The baby is moving so violently now it almost hurts. Not pain exactly. More like my whole body has tightened around the fear, and the life inside me is reacting to it. My lower abdomen pulls in a way that makes me grit my teeth.
“Come on,” I whisper to myself. “Come on.”
A woman in a pale pink dress crawls toward me on her hands and knees, mascara already running, face wild. “What do we do?”
I look at her, stunned for half a second that she’s asking me anything. Then training takes over where reason can’t.
“Stay low,” I say. “Get to the terrace. Don’t run upright.”
She nods too quickly and drags herself that way, clutching at the grass.
Across the lawn, one of the musicians is lying flat behind his overturned chair, his cello half on the ground beside him. Nadine is crouched near the aisle, one arm around a sobbing bridesmaid, both of them trying to move toward the house. Anna is shouting at people to get inside, her voice cutting through the chaos with a force I didn’t know she had. Alina is still down near the front row, furious even in fear, fighting Anna’s grip until another shot sends dirt spitting up near the path and finally gets her moving.
Ethan is still on the ground. For one awful second I think he’s been hit.
Then he lifts his head, dazed and pale, and I see that he’s only frozen. Staring. Not moving. Like his body has simply stopped obeying him.
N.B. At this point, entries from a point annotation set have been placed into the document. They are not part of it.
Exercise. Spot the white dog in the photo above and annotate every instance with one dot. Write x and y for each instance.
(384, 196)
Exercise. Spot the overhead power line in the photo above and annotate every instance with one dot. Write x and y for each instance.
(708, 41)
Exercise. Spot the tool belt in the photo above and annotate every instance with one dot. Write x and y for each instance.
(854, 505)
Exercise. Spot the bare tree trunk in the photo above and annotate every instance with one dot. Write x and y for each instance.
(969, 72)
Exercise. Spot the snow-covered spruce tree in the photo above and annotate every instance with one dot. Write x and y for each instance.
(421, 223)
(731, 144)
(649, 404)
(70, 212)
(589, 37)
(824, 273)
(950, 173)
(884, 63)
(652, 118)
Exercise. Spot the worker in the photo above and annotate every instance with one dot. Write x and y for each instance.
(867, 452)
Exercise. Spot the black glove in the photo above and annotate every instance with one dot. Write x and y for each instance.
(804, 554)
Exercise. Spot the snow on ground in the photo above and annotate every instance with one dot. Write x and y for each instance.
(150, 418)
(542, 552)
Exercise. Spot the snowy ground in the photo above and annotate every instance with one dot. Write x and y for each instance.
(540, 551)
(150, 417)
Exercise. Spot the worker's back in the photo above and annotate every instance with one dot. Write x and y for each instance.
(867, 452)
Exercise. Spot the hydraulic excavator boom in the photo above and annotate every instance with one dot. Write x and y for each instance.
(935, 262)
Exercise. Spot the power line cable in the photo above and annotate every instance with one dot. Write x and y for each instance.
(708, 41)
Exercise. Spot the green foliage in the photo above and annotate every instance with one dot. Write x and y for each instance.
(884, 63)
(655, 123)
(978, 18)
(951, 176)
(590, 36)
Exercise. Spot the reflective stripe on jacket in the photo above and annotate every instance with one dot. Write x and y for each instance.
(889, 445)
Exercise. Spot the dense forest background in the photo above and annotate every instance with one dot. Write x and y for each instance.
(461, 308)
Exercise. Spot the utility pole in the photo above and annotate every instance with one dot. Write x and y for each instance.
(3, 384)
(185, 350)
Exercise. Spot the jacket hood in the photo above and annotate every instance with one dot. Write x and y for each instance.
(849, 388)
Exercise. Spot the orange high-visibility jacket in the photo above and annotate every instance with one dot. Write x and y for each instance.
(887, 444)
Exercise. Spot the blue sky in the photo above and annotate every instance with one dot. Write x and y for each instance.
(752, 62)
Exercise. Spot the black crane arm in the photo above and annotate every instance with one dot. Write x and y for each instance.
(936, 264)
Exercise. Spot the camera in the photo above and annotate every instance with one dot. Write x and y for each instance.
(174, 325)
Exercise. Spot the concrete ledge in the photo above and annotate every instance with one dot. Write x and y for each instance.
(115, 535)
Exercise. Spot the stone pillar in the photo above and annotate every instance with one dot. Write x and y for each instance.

“Ethan!” I hear Alina scream.
That gets him.
He starts crawling toward the terrace, awkward and slow, one hand still half over his head like he can’t quite understand where the bullets are coming from or how a wedding turned into this.
I drag in another breath and force myself onto my knees.
The lawn feels too open now. Too exposed. Viktor told me not to move, but Viktor is no longer here. He’s somewhere ahead of me closing in on gunfire, and I’m in the middle of the grass with a child turning inside me and panic making the edges of my vision blur.
I need cover. I need to get to the terrace.
I start moving, staying low, one hand on the ground, the other arm around my stomach. Every step feels wrong. Too slow. Too upright. The grass catches at my dress. My breath is too loud in my own ears.
Another shot. This one from farther off.
Then shouting from the hedge line.
Male voices. Yuri’s, maybe.
Another one I don’t know.
Then Viktor, sharp and furious, too far away to make out the words.
The sound of him goes through me harder than the shots did.
He’s still alive.
I crawl faster.
A server appears beside me out of nowhere, face white, tie hanging loose. “Miss, come on.”
He takes my arm and helps me the rest of the way behind the stone terrace wall. The second I’m down behind it, my legs give a little and I end up half sitting, half crouching against the cool stone with my heart trying to tear out of my chest.
The server kneels beside me. “Are you hurt?”
“No.” My voice comes out ragged. “No, I’m fine.”
A lie, but not the urgent kind.
He nods and moves on to help someone else. Everything is triage now. Whoever can still move, moves. Whoever can help, helps.Whoever can’t is being pulled behind walls, furniture, flower stands, anything solid enough to matter.